What is “ the body of the flesh ? Elsewhere in St Paul the word “ body ” appears never to mean anything but the physical frame, save in passages referring to the Church; but (in passages at all akin to this) it is that frame viewed as in some sense the vehicle of sin, or rather of temptation. Cp. Romans 6:6 , Romans 6:7 :24, Romans 6:8 :10, Romans 6:11 , Romans 6:13 . As God’s handiwork, the body is good, and on its way, in Christ, to glorification. As the body of man in the Fall, and as man’s means of contact with a sinful external world, if in no other way, it is so conversant with and affected by evil as to be ( in that respect ) an evil. As such it is “the body of the flesh,” that is, the body conditioned by, and reacting upon, our nature fallen and unregenerate. See our notes on Romans 8:4 and Ephesians 2:3 , on the word “ flesh .”

In Christ, “by the Spirit,” the Christian is empowered to “mortify the practices of the body” (Romans 8:13 ). In Christ, “the body is for the Lord, and the Lord for the body ” (1 Corinthians 6:13 ). In this respect the man, while still liable to physical weakness and weariness, and truly capable of temptation, and as a fact never so using his “fulness” in Christ as to be wholly free (whatever his consciousness) from the burthen of evil in and through “the body of the flesh,” yet stands on such a ground of vantage over the power of that body as to find by faith a noble practical reality in the strong words of this verse. See further, on the other hand, notes on 3:5.

by the circumcision of Christ ] Lit., in &c.; “ as united to, interested in .” What is this circumcision? that given by Christ, or that undergone by Christ? Much may be said for the latter. Our Lord was “circumcised for man,” as the sacramental Seal of His “subjection to the law for man”; and so His historical Circumcision has a deep connexion with our possession, through Him, of acceptance and sanctification, the fruit of His Righteousness and Merits. But in this context the other reference is preferable. We have but just read of a “ circumcision not made with hands ; surely the same is in view here. Christ, Messiah (the word here is not Jesus, which might have better suggested the historical reference), gives us spiritual circumcision when He joins us to Himself (see notes above), and so the circumcision is “His.”

12. buried with him ] Cp. Romans 6:4 ; the only parallel. Union with Christ is primarily union with Him as the Dead and Buried, because His Death (consummated as it were and sealed in His Burial) is the procuring cause of all our blessings in Him, as it is our Propitiation and Peace. The Christian, joined to Him, shares as it were the atoning Death and the covering, swallowing, Grave of his blessed Representative; he goes to the depths of that awful process with and in his Lord.

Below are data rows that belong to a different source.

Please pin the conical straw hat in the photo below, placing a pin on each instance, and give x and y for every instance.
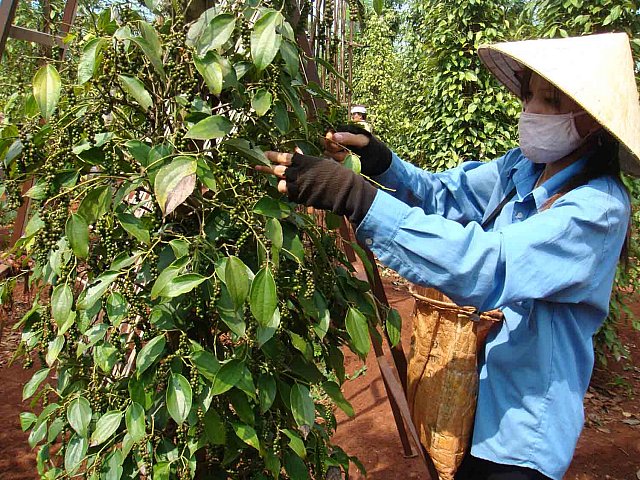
(594, 70)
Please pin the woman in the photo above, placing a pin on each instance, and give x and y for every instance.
(536, 233)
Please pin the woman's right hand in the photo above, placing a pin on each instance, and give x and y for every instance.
(375, 156)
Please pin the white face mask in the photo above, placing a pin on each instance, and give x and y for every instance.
(548, 138)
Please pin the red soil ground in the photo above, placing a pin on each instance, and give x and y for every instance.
(609, 447)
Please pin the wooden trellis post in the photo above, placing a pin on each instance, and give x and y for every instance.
(8, 29)
(395, 390)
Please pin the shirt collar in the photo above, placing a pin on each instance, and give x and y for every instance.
(525, 173)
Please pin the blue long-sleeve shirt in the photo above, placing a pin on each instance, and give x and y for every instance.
(549, 270)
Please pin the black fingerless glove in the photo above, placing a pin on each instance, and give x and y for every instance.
(376, 156)
(327, 185)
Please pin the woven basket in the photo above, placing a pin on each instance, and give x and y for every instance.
(442, 375)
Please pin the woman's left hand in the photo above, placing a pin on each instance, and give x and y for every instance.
(321, 183)
(281, 161)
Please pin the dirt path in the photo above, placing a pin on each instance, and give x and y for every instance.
(609, 447)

in baptism ] The form of the Greek word ( baptismos not baptisma in the best reading) perhaps emphasizes the action rather than the abstract institution; it recalls the decisive “Rubicon” which his sacramental Washing was to the convert. See Lightfoot here.

The immersion of the baptized (the primeval and ideal form of rite, but not invariable as a literal action; see Teaching of the Apostles (cent. 1), ch. 7) is undoubtedly here in view. The plunge beneath the water signified identification with the buried Lord, and sealed it to faith. Lightfoot quotes from the Apostolic Constitutions (a book heretical in doctrine but valuable as a witness to usages; cent. 3) the words (3:17), “the plunge is our dying with Him, the coming up, our rising with Him.”

It must be said again (see above on ver. 11) that, in the ultimate reality, not the Sacrament but faith in God’s promises joins us to the Lord in His death. But the Sacrament so seals the faith that the terms appropriate to faith attach to the Sacrament, naturally though secondarily. Cp. Galatians 3:26 , Galatians 3:27 , in the significant connexion of the verses. And see Beveridge on Artt. xxv., xxvii.; and Lombard, quoted in Appendix K.

ye are risen with him] Better, ye rose with Him. The state to which baptism was your sacramental admittance is a state of union with Christ as the Risen One; fellowship in His supreme Acceptance and in His possession of the full wealth of the Spirit as our Mediator and Surety. Baptism seals to faith all our possessions in the now glorified Redeemer.

through the faith of &c.] Better, through your faith in the working ( energeia ) of God . Observe the reference to faith in connexion with the Sacrament; and see next note.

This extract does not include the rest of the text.